CROSSROADS AND NOSTALGIA


I find myself suddenly and unexpectedly at cross roads in my life... yet again. In the coming months I need to make some serious decisions that will affect how my remaining days on this planet unfold and the direction in which they will take. It's a complicated, sad and at times stressful period. I do tend to find in these moments, and i've had more than my fair share of these moments in my life so far, that I tend to look backwards before I look forward.

I'm not sure if it's a mechanism for determining how past mistakes were made or a way of gathering strength for what is to come, quite possibly it's both. Either way I found myself on a small journey into my past a few days ago. It wasn't planned, I just looked up and realised that I was near my grandmothers home, the one she lived in when I was a child, the house that I spent the first two years of my life in after my mothers death. Finding it wasn't easy.

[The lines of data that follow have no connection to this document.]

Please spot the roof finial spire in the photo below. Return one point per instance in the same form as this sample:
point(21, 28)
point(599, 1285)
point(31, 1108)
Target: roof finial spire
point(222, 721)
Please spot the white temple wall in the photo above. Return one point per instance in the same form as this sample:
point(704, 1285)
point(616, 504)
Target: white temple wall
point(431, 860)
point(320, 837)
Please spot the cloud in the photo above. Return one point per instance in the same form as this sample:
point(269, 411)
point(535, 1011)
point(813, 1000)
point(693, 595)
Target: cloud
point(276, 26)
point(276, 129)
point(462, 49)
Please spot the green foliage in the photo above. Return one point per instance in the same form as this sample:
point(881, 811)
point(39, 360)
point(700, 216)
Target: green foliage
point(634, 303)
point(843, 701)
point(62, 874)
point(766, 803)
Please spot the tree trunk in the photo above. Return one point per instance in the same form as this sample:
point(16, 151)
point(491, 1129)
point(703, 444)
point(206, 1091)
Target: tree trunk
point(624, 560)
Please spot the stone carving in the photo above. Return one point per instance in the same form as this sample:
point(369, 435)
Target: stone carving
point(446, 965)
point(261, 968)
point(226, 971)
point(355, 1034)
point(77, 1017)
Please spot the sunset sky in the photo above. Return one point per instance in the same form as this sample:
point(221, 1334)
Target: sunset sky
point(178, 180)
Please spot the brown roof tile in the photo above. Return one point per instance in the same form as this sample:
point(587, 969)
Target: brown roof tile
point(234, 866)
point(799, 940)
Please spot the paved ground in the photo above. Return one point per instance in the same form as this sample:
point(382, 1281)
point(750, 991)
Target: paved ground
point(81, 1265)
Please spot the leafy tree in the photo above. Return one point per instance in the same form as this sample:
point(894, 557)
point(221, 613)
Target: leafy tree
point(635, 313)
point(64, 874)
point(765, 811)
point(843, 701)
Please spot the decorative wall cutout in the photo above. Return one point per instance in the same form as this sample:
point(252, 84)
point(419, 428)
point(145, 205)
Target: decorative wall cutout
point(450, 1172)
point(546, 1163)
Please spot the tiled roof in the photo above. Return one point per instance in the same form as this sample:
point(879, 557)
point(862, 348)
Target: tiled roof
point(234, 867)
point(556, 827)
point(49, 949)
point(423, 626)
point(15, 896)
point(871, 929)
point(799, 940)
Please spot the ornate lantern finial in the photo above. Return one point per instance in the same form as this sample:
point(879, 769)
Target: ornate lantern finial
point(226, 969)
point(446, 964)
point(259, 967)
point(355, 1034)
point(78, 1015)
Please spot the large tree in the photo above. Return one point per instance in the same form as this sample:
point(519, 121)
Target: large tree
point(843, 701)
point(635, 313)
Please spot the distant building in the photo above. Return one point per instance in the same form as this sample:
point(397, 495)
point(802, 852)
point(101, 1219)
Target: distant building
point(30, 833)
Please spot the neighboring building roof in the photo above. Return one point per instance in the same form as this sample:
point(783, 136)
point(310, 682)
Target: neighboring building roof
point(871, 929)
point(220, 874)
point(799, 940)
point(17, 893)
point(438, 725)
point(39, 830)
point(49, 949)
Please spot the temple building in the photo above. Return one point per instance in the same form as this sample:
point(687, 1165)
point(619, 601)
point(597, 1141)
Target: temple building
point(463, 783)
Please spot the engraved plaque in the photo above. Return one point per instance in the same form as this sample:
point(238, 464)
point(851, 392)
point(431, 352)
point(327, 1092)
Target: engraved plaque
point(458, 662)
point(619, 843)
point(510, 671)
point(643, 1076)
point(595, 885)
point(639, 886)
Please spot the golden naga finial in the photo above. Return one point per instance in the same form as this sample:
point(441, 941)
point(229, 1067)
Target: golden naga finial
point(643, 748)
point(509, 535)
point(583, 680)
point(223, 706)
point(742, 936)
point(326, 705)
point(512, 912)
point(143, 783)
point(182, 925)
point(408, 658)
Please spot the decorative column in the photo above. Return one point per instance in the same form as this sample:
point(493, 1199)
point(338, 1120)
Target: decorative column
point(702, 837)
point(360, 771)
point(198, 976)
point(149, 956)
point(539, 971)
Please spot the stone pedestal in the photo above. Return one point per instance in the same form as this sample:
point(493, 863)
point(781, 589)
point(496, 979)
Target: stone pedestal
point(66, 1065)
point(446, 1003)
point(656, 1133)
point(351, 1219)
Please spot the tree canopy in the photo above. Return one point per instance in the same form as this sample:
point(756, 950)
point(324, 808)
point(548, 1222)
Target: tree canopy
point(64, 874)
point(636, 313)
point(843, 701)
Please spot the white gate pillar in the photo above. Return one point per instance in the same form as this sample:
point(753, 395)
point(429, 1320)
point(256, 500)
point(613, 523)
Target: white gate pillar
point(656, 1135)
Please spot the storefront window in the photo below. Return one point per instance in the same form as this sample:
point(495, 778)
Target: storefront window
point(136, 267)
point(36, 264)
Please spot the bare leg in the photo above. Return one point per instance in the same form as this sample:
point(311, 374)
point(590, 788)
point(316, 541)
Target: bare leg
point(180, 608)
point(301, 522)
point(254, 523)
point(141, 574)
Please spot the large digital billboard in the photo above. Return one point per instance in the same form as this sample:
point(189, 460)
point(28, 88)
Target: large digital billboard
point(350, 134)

The suburb is Cloverdale and the place has changed a whole lot since I was 12. I knew I just had to find the shops we used to go to with my Nan and the rest would be easy. Finding them was hard but I did and eventually I arrived at the corner where my grandparents house stood, the house my father lived in, sadly it was gone.
Dads home
Bulldozed a while back it seems, now just an over grown block filled with peoples junk. The house on the left was still there and this is a house I also spent a lot of years visiting. Once my grandfather died and my father and his siblings left home, my Nan moved into the smaller unit next door. It wasn't looking anything like I had remembered it either. Also run down and hardly any recognisable features remained.
Nanas
This wasn't turning out as I had hoped, it certainly wasn't giving me any strength or direction. So I decided I had one final option, my childhood home, the place I spent my preteen years. A place filled with both happy and tragic memories. Maybe that could help me.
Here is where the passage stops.